Gençleri değer yargılarına göre birbirine benzer büyüklüklerde üç ana gençlik grubuna ayrıştırmak mümkündür. Gençlerin kadın, cinsiyet rolleri, teknoloji, çevre, özgürlük, din, göçmenlik vb. konularındaki tutum ve değer yargılarına ya da insanlara ve kurumlara duydukları güven düzeyine göre farklılaşan değerleri vardır. Gençlerin yaklaşık üçte biri toplumda egemen olan değer yargılarını benimserken, üçte biri bu değer yargılarına karşıt bir tutum sergilemektedir. Gençlerin üçte biri de bu konularda tarafsız değerlere sahiptir.
Gençleri birbirinden farklı gençlik kümelerine ayrıştırmamıza olanak sağlayan bu üç değişkeni (coğrafi bölge, siyasi kimlikler ve değerler) bir araya getirdiğimizde karşımıza bugünün Türkiye’sinin bire bir aynısı gelmektedir. Bir yanda muhafazakâr ve dini değer yargılarını benimsemiş bir gençlik, diğer yanda da daha modern ve özgürlükçü bir gençlik kitlesi. Bu gençlik segmentleri aile yaşamları, hayata bakış açıları, tüketim alışkanlıkları, eğitim ve iş hayatına yönelik beklentileri, teknoloji ile olan ilişkileri, sosyal ve siyasal konulardaki tutum, değer yargıları ve davranışlarıyla birbirinden farklılaşmaktadır.
Dolayısıyla, 15 – 24 yaş grubu gençlik kesimi bugünün Türkiye toplumunun birebir aynısını yeniden üretmektedir.

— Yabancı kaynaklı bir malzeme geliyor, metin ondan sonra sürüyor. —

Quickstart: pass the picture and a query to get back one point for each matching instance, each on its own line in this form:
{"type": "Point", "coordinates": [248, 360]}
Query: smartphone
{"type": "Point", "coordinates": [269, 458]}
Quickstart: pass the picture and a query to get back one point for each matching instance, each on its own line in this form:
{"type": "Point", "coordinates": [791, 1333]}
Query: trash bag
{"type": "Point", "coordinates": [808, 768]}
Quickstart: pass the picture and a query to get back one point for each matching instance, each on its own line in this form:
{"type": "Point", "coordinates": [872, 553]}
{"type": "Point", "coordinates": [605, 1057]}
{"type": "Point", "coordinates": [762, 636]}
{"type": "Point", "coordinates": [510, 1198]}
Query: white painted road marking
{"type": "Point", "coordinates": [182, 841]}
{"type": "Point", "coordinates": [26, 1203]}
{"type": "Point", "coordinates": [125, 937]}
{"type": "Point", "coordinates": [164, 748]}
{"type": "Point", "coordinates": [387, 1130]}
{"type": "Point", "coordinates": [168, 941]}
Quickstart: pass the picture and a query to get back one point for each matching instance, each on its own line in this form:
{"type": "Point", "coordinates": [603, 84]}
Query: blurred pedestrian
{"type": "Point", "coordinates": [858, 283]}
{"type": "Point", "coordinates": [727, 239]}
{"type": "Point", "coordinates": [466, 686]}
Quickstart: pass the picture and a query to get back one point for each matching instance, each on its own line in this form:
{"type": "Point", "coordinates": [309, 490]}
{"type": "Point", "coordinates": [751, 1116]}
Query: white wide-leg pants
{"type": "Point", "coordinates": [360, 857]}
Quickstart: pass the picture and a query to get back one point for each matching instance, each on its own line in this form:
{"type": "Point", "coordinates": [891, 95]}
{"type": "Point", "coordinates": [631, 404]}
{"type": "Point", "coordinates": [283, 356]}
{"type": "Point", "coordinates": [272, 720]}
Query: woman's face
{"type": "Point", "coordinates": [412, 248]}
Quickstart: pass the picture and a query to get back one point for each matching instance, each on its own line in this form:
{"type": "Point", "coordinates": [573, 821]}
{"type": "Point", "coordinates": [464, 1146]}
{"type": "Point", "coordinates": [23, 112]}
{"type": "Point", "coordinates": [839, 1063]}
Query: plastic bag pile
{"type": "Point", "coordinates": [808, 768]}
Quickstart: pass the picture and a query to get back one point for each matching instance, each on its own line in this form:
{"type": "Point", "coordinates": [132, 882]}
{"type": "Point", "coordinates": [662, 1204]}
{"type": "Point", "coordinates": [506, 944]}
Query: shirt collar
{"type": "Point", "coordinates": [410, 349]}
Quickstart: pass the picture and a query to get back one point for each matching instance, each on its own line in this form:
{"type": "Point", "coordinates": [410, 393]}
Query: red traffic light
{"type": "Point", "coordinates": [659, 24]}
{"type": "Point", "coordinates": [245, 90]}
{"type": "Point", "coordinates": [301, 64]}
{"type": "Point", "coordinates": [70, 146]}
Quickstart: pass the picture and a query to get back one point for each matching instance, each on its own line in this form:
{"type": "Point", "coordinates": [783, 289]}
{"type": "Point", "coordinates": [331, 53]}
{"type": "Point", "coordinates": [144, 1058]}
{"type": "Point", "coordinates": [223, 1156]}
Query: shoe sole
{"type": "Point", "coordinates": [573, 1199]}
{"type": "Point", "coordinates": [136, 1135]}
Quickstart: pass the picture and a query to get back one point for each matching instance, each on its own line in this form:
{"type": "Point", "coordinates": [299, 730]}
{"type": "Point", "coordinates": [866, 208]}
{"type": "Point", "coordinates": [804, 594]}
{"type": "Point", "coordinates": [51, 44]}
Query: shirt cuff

Gençlik, “değişim”, “dönüşüm” ya da “çatışma” gibi kavramlardan ziyade “toplumsal yeniden üretim” ile döneme damgasını vurmakta, mevcut toplumsal düzenin devam etmesinin taşıyıcılığını üstlenmektedir. Bugünün Türkiyeli gençleri mevcut yerleşik kurumlara çok güvenmese de onlarla çatışmaya girmeden uzlaşmakta, aile kurumunun koruyucu şemsiyesinde elde edebileceği en üst eğitim düzeyine sahip olarak anne babasından gördüğü hayatın ve değerler sisteminin kopyasında yaşamayı arzulamaktadır.